Gelelim sorularımıza…

Kitaba ve okumaya olan talebin bu denli kısır, entelektüel beğenilerin de bu denli diplerde olduğu bir ülkede “yazma” motivasyonunuzu nasıl koruyorsunuz?

Yayımlanmayacağını, kimsenin okumayacağını bilseniz de yine de yazar mıydınız?

Cevap 4:

Yayımlanmayacağını veya kimsenin okumayacağını bilsem, yine de yazardım. Bu, üzerinde hiç düşünmeden cevap verebileceğim bir soru. Benim yayımlanmış iki kitabım var, fakat yayımlamaya değer gördüğüm veya görmediğim çok sayıda yazım mevcut. Yazınca kendimi iyi hissediyor ve ayrıca düşünce ufkumu genişletiyorum. İnsanın kendisini ifade etmesinin en iyi yoludur diyebilirim. Okumak nasıl ki insanı geliştirirse, yazmakta insanın gelişimine katkı sağlar.

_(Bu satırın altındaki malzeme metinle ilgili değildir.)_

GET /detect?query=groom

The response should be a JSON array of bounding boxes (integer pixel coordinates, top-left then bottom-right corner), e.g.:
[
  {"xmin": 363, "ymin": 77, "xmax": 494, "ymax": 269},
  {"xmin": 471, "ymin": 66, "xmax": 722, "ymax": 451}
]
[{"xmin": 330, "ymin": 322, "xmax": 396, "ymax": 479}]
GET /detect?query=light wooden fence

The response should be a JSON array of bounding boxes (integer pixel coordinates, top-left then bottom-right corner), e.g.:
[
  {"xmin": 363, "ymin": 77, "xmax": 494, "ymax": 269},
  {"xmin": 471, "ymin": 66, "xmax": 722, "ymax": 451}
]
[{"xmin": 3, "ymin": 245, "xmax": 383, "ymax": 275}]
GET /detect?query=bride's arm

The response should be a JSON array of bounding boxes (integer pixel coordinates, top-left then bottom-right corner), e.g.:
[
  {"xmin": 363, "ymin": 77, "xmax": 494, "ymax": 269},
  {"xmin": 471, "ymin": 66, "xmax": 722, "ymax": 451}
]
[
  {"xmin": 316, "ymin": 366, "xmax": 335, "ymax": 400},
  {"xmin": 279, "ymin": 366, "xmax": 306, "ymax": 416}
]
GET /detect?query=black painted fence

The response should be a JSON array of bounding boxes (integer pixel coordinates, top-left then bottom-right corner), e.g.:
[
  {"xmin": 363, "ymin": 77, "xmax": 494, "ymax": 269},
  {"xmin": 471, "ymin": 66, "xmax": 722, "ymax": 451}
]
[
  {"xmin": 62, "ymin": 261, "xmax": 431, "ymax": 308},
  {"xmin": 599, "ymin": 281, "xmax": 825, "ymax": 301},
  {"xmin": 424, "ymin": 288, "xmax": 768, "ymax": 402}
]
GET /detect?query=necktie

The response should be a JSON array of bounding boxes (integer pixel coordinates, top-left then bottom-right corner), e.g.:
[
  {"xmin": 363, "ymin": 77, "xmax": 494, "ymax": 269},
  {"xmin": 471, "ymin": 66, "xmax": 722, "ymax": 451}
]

Bilinç ve bilinçaltımızdaki duygu, düşünce ve imgeler yazı yoluyla somutlaşır. Topluma kazandırmakta bunun en güzel sonucudur. Tabi ki kitaba olan talebin az olması, toplumun gelişimini olumsuz etkilemektedir. Yine de umutluyum. Çocuk edebiyatı kitaplarındaki artış ve bu kitaplara olan yoğun ilgiyi gördükçe, geleceğe dair umutlanmaktayım.

Soru 5:

Daha nitelikli bir edebiyat ortamının oluşması adına yeni yılda (yayınevi-yazar-okur üçgeninde) neler yapılmalı? Ve 2025 Yılından beklentileriniz nelerdir?

Cevap 5:

Nitelikli edebiyat denilince ilk akla gelen, dil kullanımının güçlü ve yerinde olmasıdır. Ama bana göre en önemlisi farklı okumalara yöneltiyor olmasıdır diyebilirim. Tabi bunun için de nitelikli bir okurdan bahsetmemiz gerekecektir. Ne yazık ki maddi olarak kitaba ulaşımın zorlaştığı bir zamandayız. Bunun en temel sebebi de ekonomik sıkıntılardan ötürü önceliklerimizin değişmesidir. Ekonomik kaygılar her alanda olduğu gibi, edebiyat ortamında da etkisini göstermektedir. Sektöre en fazla yatırım yapan yayıncılar olduğu için, en çok sıkıntıyı da onlar çekmektedir. Maliyet artışları yayıncıları seçici olmaya yöneltmektedir. Bu da edebi değeri olan eserleri olumsuz etkilemektedir. Ekonomide yaşanan olumsuzluk nasıl ki yayınevlerini etkiliyorsa, bunun yazara ve okuyucuya yansıyor olması kaçınılmazdır. Özellikle bizi yönetenlerin bu sorunu dert olarak benimsemeleri ve önemsizleştirmemeleri sorunun en temel çözümüdür.